Portals of Irontooth
- Cover
- Genre: Role-playing game
- Publisher: Judges Guild
- Media type: Print

= Portals of Irontooth =

Tabletop role-playing game supplement

Portals of Irontooth is a supplement for fantasy role-playing games published by Judges Guild in 1981.

==Contents==
Portals of Irontooth is a campaign setting supplement, set on a fantasy world that characters can travel to using a magical portal. It provides a brief summary of the world of Irontooth and the creatures of its wilderness, with additional detail for the towns of Port Iron Bottom and Gnome Home. The book contains two pages of color maps.

Portals of Irontooth is a supplement which explores an iron-rich area of the world Hnoon. The colony of Irontooth and its surrounding regions have been built atop refined iron rather than bedrock. Swamps and mountains have rust flakes, while the native creatures known as the Irontooths have metal skins and are immune to magic directly applied to them.

==Publication history==
Portals of Irontooth was written by Rudy Kraft, with art by Kevin Siembieda, and was published by Judges Guild in 1981 as a 48-page book.

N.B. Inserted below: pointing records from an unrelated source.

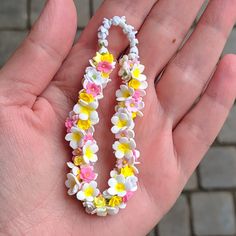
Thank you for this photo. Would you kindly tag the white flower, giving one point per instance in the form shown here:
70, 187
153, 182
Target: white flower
113, 173
136, 72
131, 183
72, 183
88, 192
75, 137
74, 169
95, 76
122, 120
89, 207
86, 113
89, 152
128, 133
112, 210
124, 147
101, 211
117, 186
124, 93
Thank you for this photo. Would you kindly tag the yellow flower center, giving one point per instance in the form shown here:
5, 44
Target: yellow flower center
84, 124
134, 114
88, 152
121, 104
72, 183
86, 97
115, 201
88, 192
108, 57
136, 73
76, 137
121, 123
78, 160
120, 187
97, 58
86, 110
124, 147
125, 94
133, 83
100, 201
127, 171
105, 75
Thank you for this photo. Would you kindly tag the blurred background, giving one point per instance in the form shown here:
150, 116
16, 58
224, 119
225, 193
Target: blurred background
207, 205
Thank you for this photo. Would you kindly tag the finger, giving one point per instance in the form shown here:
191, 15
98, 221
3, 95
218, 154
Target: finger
35, 63
69, 78
186, 76
198, 129
163, 32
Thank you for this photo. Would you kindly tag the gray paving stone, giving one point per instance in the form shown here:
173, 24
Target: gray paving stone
192, 183
176, 222
83, 10
9, 40
13, 14
213, 213
96, 5
152, 233
230, 46
36, 8
228, 132
82, 6
218, 168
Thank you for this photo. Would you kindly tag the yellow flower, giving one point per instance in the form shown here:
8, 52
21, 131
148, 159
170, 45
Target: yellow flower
105, 75
127, 171
84, 124
134, 114
108, 57
97, 58
78, 160
121, 104
136, 73
115, 201
86, 97
135, 84
100, 201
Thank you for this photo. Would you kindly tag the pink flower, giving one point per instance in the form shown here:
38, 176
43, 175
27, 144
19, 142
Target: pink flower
132, 105
88, 137
136, 96
128, 195
93, 89
69, 123
87, 174
104, 66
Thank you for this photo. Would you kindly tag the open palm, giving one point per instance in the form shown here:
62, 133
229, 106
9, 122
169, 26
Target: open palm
39, 85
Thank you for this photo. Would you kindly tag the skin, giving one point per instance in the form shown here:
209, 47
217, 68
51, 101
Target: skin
183, 112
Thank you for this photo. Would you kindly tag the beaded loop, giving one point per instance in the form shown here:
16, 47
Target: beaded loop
81, 180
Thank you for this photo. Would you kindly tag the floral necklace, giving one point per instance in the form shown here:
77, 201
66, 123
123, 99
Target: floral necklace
81, 180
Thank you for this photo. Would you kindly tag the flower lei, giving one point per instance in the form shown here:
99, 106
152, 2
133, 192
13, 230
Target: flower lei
81, 181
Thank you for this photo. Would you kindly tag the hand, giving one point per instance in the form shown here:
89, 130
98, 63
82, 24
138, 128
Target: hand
39, 86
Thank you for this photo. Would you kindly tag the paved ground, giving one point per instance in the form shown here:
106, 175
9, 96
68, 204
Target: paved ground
207, 205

Portals of Irontooth is the second supplement released for the Portals series, depicting adventure sites which have been connected to each other through a series of interplanetary or interdimensional portals for teleportation; Portals of Torsh, was the first scenario in the series.

==Reception==
Aaron Allston reviewed the adventure in The Space Gamer No. 52. He commented that Portals of Irontooth was better than its predecessor, Portals of Torsh, and felt that the creatures being immune to direct applications of magic "makes this adventure interesting for magicians and clerics – they have to use their brains in creature encounters. This adventure is not a specific quest or set of encounters – it is a region with inhabitants spelled out, history detailed, and scenarios suggested. Adventurers can explore, hunt, interact with the human settlers or regional inhabitants, or whatever, without being dragged towards an inevitable specific encounter or end. On the production end, the text is professionally typeset, the booklet features several color pages, and the artwork is pretty good." He continues: "That last generalization does not extend to the cover, which is unappealing and unanatomical. Portals was cleanly typeset, but lacks editing. Admittedly, this problem doesn't get in the way of the adventure; I simply have a bias against the consistent mangling of the English language." Allston concluded the review by saying, "This scenario is competently written, packaged, and presented, and offers opportunities for entertaining play. The slice-at-a-time feel to this series doesn't promote in-depth adventures in any single setting, but neither does it prevent it. I recommend Portals of Irontooth to scenario buyers."